The output has to count ALA 8 times instead of 40 which is the current case with my script (bold: cat $i | grep -o -i $AAA | wc -l | awk '{print $1}'
).
Also I was trying to figure out how to count ALA 8 times using strictly the # awk -F"[ ]" -v SRCH="$AAA" '$0 ~ SRCH && !OCC[$6]++ {CNT++ } END {print CNT+0}' $i
command (commented), however I am struggling to get the correct awk command.
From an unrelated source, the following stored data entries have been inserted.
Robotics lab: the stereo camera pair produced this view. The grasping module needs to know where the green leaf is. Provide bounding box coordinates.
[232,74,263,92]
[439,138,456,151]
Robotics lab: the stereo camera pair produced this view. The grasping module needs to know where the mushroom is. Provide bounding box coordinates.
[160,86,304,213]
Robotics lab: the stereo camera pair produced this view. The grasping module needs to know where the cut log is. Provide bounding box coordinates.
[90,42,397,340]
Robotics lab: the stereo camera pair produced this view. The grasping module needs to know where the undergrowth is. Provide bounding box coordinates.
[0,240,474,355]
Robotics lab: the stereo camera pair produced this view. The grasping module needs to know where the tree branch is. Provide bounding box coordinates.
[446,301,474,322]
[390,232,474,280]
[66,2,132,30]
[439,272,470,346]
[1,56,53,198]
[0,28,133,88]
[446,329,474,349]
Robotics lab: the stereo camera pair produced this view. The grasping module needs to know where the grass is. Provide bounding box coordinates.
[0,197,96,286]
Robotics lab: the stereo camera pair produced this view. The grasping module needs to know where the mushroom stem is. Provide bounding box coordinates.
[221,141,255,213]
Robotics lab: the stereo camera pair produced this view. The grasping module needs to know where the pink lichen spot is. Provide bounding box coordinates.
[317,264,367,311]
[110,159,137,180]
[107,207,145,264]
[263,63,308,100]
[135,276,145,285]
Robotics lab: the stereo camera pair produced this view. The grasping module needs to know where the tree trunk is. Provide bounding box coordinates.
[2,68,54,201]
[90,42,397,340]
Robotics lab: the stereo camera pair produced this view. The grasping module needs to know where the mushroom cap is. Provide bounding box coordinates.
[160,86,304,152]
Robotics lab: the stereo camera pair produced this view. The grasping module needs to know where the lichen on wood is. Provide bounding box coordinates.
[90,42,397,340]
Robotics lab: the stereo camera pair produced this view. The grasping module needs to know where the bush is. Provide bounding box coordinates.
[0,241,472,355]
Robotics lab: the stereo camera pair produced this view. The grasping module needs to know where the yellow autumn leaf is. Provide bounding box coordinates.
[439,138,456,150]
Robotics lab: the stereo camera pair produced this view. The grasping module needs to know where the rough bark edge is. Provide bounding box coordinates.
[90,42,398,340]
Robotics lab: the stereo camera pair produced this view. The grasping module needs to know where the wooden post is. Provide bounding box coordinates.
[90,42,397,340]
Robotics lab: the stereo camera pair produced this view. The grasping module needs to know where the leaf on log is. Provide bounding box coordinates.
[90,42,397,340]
Thus, I would like to ask of few questions:
1) How could I make the bolded command count ALA 8 times instead of 40?
2) How could I make strictly the awk command (commented) count ALA also 8 times instead of 5 as it does now which does not make sense as there are much more ALA words?